رَاَ  ile başlayan fiil cümlesi muzâfun ileyh olarak mahallen mecrurdur.

رَاَ  elif üzere mukadder fetha ile mebni mazi fiildir. Cemi müzekker has ism-i mevsûl  الَّذ۪ينَ , fail olarak mahallen merfûdur. İsm-i mevsûlun sılası  ظَلَمُوا ’dur. Îrabtan mahalli yoktur.

اَشْرَكُوا  damme üzere mebni mazi fiildir. Zamir olan çoğul و ı fail olarak mahallen merfûdur.

شُرَكَٓاءَهُمْ  mef’ûlun bih olup fetha ile mansubdur. Muttasıl zamir  هُمْ  muzâfun ileyh olarak mahallen mecrurdur.
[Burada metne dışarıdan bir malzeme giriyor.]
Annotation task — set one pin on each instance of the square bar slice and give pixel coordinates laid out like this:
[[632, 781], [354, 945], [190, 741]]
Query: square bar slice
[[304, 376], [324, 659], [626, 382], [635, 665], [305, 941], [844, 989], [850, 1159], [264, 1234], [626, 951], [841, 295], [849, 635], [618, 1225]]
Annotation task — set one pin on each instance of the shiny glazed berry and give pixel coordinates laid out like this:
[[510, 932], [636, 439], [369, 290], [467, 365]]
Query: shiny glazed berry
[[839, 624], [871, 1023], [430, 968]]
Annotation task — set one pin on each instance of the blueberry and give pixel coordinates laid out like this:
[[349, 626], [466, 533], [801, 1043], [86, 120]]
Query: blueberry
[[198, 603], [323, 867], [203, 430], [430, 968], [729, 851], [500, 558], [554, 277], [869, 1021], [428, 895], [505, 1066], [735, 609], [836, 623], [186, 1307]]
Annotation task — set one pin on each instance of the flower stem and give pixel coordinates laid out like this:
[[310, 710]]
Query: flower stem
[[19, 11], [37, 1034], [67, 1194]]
فَ  karînesi olmadan gelen  قَالُوا رَبَّـنَا هٰٓؤُ۬لَٓاءِ شُرَكَٓاؤُ۬نَا  cümlesi şartın cevabıdır.

قَالُوا  damme üzere mebni mazi fiildir. Zamir olan çoğul  و ’ı fail olup mahallen merfûdur.
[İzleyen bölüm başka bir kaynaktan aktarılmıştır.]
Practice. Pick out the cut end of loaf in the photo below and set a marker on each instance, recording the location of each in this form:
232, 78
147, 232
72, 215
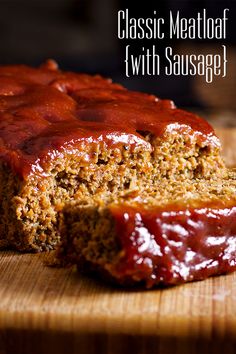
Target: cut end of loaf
155, 240
96, 172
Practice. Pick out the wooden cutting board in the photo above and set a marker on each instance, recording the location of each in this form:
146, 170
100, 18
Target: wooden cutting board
53, 310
Mekulü’l-kavl cümlesi   رَبَّـنَا هٰٓؤُ۬لَٓاءِ ’dir.  قَالُوا  fiilinin mef’ûlu olarak mahallen mansubdur.

Nida harfi mahzuftur. Münada olan  رَبَّ , muzâftır. Mütekellim zamiri  نَا  muzâfun ileyh olarak mahallen mecrurdur.
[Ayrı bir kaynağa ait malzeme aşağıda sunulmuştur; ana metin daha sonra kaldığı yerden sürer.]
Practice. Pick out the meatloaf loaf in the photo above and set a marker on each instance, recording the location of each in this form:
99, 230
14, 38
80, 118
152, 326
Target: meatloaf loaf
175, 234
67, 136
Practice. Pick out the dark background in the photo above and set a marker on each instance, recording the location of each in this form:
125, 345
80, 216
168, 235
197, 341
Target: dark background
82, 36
Nidanın cevabı  هٰٓؤُ۬لَٓاءِ شُرَكَٓاؤُ۬نَا ’dır.

İsm-i işaret  هٰٓؤُ۬لَٓاءِ  mübteda olarak mahallen merfûdur.  شُرَكَٓاؤُ۬نَا  haber olup lafzen merfûdur. Mütekellim zamiri  نَا  muzâfun ileyh olarak mahallen mecrurdur. 

الَّذ۪ينَ  cemi müzekker has ism-i mevsûl,  شُرَكَٓاؤُ۬نَا ’nın sıfatı olarak mahallen merfûdur. İsm-i mevsûlun sılası  كُنَّا نَدْعُوا مِنْ دُونِكَ ’nın dahil olduğu isim cümlesidir. Îrabtan mahalli yoktur.

كان  isim cümlesinin önüne geldiğinde, ismini ref haberini nasb eder.  كُنَّا  sükun üzere mebni nakıs fiildir.

كُنَّا ’nın ismi, mütekellim zamiri  نَا , mahallen merfûdur.

نَدْعُوا  fiili  كُنَّا ’nın haberi olarak mahallen merfûdur.  نَدْعُوا  fiili,  و  üzere mukadder damme ile merfû muzari fiildir. Faili müstetir olup takdiri  نحن ’dur.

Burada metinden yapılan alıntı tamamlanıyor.